I have a event table which has 40 columns and fill up to 2 billion records. In that event table i would like to query for a combination event i.e Event A with Event B. Sometimes I may want to find more combination like Event A with B and C. It may goes to 5 or 6 combination.
I don't want to scan that table for every event in combination i.e Scanning for event A and scanning for event B. And I need a generic approach for more combination scanning as well.
Note: That 2 billion records is partitioned based on event date and data is been equally split.
Eg:
Need to find id's which has event A,B,C and need to find id's which has only A,B.
This number of combination is dynamic. I don't want to scan that table for each event and finally intersect the result.
There may be some mileage in using a sql server equivalent of the mysql group_concat function.
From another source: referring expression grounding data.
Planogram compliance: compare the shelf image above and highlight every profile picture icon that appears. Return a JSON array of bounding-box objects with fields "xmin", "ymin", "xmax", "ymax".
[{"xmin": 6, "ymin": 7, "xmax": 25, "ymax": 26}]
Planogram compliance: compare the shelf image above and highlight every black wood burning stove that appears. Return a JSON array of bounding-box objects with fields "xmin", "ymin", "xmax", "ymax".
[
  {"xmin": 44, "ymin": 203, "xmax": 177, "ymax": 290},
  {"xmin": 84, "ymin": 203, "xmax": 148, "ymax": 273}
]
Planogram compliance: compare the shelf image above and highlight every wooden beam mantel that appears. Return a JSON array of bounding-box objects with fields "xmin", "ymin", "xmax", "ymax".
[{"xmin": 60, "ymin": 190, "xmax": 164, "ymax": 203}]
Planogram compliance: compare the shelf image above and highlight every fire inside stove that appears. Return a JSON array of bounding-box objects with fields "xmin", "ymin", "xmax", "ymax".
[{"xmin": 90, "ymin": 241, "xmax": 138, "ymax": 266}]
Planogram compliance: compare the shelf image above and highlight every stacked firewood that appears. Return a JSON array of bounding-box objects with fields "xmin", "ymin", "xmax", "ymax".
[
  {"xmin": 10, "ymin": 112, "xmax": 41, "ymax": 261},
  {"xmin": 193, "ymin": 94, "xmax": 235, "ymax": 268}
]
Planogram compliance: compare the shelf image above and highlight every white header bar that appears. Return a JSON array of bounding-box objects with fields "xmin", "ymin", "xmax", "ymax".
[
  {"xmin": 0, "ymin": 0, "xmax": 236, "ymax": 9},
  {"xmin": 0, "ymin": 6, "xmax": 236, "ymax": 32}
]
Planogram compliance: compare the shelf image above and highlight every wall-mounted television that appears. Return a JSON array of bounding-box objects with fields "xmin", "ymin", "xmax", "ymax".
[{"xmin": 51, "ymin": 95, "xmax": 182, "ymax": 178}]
For example
drop table t
create table t (id int, dt date, event varchar(1))
insert into t values
(1,'2017-01-01','a'),(1,'2017-01-01','b'),(1,'2017-01-01','c'),(1,'2017-01-02','c'),(1,'2017-01-03','d'),
(2,'2017-02-01','a'),(2,'2017-02-01','b')
select id,
stuff(
(
select cast(',' as varchar(max)) + t1.event
from t as t1
WHERE t1.id = t.id
order by t1.id
for xml path('')
), 1, 1, '') AS groupconcat
from t
group by t.id
Results in
id groupconcat
----------- -----------
1 a,b,c,c,d
2 a,b
If you then add a patindex
select * from
(
select id,
stuff(
(
select cast(',' as varchar(max)) + t1.event
from t as t1
WHERE t1.id = t.id
order by t1.id
for xml path('')
), 1, 1, '') AS groupconcat
from t
group by t.id
) s
where patindex('a,b,c%',groupconcat) > 0
you get this
id groupconcat
----------- ------------
1 a,b,c,c,d